The final fully connected layer has two outputs, one for each class in the response variable. The number of layer outputs corresponds to the first dimension of the layer weights and layer biases.

size(Mdl.LayerWeights{end})

ans = 1×2

     2    20

size(Mdl.LayerBiases{end})

ans = 1×2

     2     1

To estimate the performance of the trained classifier, compute the test set classification error for Mdl.

testError = loss(Mdl,XTest,YTest, ...
    "LossFun","classiferror")

testError = 
0.0774

accuracy = 1 - testError

accuracy = 
0.9226

Mdl accurately classifies approximately 92% of the observations in the test set.

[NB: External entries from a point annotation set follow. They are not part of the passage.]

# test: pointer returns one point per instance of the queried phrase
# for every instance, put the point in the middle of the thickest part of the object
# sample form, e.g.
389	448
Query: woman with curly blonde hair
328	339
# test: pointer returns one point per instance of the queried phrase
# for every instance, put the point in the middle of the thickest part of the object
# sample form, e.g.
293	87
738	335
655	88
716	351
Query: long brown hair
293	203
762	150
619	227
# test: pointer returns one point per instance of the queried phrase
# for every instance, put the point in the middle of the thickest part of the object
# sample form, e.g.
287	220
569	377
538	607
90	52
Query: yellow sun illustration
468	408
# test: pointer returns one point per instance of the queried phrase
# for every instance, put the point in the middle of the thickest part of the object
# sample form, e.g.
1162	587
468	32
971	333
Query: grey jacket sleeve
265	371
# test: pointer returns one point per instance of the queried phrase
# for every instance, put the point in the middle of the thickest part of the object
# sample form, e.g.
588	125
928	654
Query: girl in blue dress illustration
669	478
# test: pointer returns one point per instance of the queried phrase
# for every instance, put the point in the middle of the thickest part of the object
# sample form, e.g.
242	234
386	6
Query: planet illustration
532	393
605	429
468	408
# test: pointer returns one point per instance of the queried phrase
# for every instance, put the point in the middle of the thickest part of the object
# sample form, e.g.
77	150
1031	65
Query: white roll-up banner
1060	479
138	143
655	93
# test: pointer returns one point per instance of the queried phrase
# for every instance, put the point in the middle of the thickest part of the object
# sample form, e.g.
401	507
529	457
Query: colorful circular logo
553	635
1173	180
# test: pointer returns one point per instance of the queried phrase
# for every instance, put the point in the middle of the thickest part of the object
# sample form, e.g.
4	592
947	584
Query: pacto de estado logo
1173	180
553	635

Specify Neural Network Classifier Architecture

Since R2025a

This example uses:

Specify a custom neural network architecture using Deep Learning Toolbox™.

load ionosphere

rng("default") % For reproducibility of the partition
cvp = cvpartition(Y,Holdout=0.3);
XTrain = X(training(cvp),:);
YTrain = Y(training(cvp));
XTest = X(test(cvp),:);
YTest = Y(test(cvp));

Define a neural network architecture with these characteristics:

A feature input layer with an input size that matches the number of predictors.
Three fully connected layers followed by leaky ReLU layers, connected in series, where the fully connected layers have output sizes of 16, and addition layers after the second and third fully connected layers.
Skip connections around the second and third fully connected layers using the addition layers.
A final fully connected layer with an output size that matches the number of classes followed by a softmax layer.

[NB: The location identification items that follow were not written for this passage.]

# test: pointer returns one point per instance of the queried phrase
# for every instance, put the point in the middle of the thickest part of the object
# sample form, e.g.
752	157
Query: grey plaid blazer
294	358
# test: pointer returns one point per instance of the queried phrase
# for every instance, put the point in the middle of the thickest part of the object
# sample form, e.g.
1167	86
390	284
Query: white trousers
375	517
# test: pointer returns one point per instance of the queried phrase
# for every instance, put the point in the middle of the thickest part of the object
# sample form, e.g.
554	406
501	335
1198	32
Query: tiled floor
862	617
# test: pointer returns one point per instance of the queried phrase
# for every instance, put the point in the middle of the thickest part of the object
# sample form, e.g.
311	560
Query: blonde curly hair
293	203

inputSize = size(XTrain,2);
outputSize = numel(unique(YTrain));

net = dlnetwork;

layers = [
    featureInputLayer(inputSize)
    fullyConnectedLayer(30)
    leakyReluLayer(Name="lrelu1")

    fullyConnectedLayer(30)

    additionLayer(2,Name="add2")
    leakyReluLayer(Name="lrelu2")

    fullyConnectedLayer(30)
    additionLayer(2,Name="add3")
    leakyReluLayer

    fullyConnectedLayer(outputSize)
    softmaxLayer];

net = addLayers(net,layers);
net = connectLayers(net,"lrelu1","add2/in2");
net = connectLayers(net,"lrelu2","add3/in2");

Visualize the neural network architecture in a plot.

figure
plot(net)

Figure contains an axes object. The axes object contains an object of type graphplot.

Train a neural network classifier.

Mdl = fitcnet(XTrain,YTrain,Network=net,Standardize=true)

Mdl = 
  ClassificationNeuralNetwork
             ResponseName: 'Y'
    CategoricalPredictors: []
               ClassNames: {'b'  'g'}
           ScoreTransform: 'none'
          NumObservations: 246
               LayerSizes: []
              Activations: ''
    OutputLayerActivation: ''
                   Solver: 'LBFGS'
          ConvergenceInfo: [1×1 struct]
          TrainingHistory: [30×7 table]

  View network information using dlnetwork.


  Properties, Methods

To estimate the performance of the trained classifier, compute the test set classification error.

testError = loss(Mdl,XTest,YTest, ...
    LossFun="classiferror")

testError = 
0.0774

Stop Neural Network Training Early Using Validation Data

At each iteration of the training process, compute the validation loss of the neural network. Stop the training process early if the validation loss reaches a reasonable minimum.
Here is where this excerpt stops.